Cette longue scène montre clairement le passage de l’Occidental dominateur dans son rôle colonial au Proche-Orient, dans une relation conflictuelle de groupe à groupe (the natives, the wogs) à une relation individuelle (one man and another) induite par la proximité (these people here). Waguih Ghali ne présente pas une image idéalisée de cette rencontre Ouest-Est qui tentait Edward Atiyah dans Black Vanguard. Waguih Ghali, comme Ahdaf Soueif, soulignent le chemin qui reste à parcourir pour que la rencontre soit plus équilibrée. Ils pointent du doigt l’illogisme et les contradictions des Occidentaux à l’égard des Arabes :

French women can bear to know that women in Algeria are starving, but they can’t stand the knowledge that these Algerian women say their prayers at home while their French counterparts go to mass. Can a people who think that they practically invented logic be asked to be logical? (EAd PWN 8)’

C’est par la bouche même d’Anglais qu’ils émettent ces critiques. Ainsi la famille anglaise qui accueille Ram et Font fait-elle part de ses doutes quant à la prétendue intégrité britannique :

I suppose you call eight thousand of our soldiers in Suez against Egyptian wishes, not against the law ? […] I’m sure every one of them has a visa duly stamped and paid for at the Egyptian consulate, otherwise they wouldn’t be in Suez. We English never break the law; […] it’s so malleable in our capable hands.(WG BSC 65-66)’
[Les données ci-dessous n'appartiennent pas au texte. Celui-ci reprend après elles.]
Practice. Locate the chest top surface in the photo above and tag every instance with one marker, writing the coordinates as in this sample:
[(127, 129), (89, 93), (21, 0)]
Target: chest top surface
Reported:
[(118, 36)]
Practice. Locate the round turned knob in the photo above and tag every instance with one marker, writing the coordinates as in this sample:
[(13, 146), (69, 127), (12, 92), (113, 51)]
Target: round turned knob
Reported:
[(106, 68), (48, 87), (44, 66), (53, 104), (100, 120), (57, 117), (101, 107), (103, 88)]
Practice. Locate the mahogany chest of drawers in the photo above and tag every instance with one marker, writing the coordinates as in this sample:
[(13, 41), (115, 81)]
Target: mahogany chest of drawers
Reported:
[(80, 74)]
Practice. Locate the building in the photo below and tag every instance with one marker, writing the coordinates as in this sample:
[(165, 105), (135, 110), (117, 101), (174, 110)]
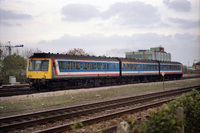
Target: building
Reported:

Les personnages occidentaux qu’ils soient représentés au Proche-Orient ou en Occident visent à donner aux Occidentaux une image d’eux-mêmes nuancée qui leur permette de s’ajuster aux Orientaux également plus complexes que ces romans révèlent : ’the European’s own image of himself in the East, an image different from the one he has of himself in his own country and among his own people’ (AS ML 482). Ce qui importe, ce ne sont ni les Occidentaux ni les Orientaux en tant que tels, mais les Occidentaux et les Orientaux dans leur relation mutuelle. A la charnière, les Orientaux occidentalisés ou les Occidentaux orientalisés (beaucoup plus rares, seule Anna Winterbourne (AS ML ) semble relever de cette catégorie) savent tendre le miroir qui, en perdant son tain, fera tomber les préjugés et permettra une relation fructueuse.

Le premier pas vers cette harmonie consiste à faire prendre conscience du double langage constant qui régit les relations entre Occident et Proche-Orient. Le destinataire des textes de ce corpus est amené à réfléchir aux apparences et invité à traverser ce miroir offert par les divers idéologues (‘To investigate the real motives behind the apparent ones’ (NS QFT 13)). Dénoncée comme hypocrisie, cette double représentation de la réalité doit demeurer suspecte :

I love everybody except humanity […]. What can you do with its hypocrisy? Even in the humblest slum you have enough hypocrisy for a dozen diplomats. What can you do to a people that cultivate hypocrisy as a profession? […] Hypocrisy in politics, hypocrisy in friendship, hypocrisy in virtue, hypocrisy in religion, hypocrisy high and low everywhere. I could tell you I love you in sixty different, extravagant ways, without meaning it, but I would actually destroy you by one subtle phrase, as sure as an adder’s tongue. But don’t you believe everything I say […]. Even as I self-righteously attack hypocrites I might be the one who is the most hypocritical of all. (JIJ HNS 49)

Au-delà des apparences se produit un autre discours :

When I see a friendly westerner, I scratch the surface to find the Zionist underneath.(YZ BDG68)’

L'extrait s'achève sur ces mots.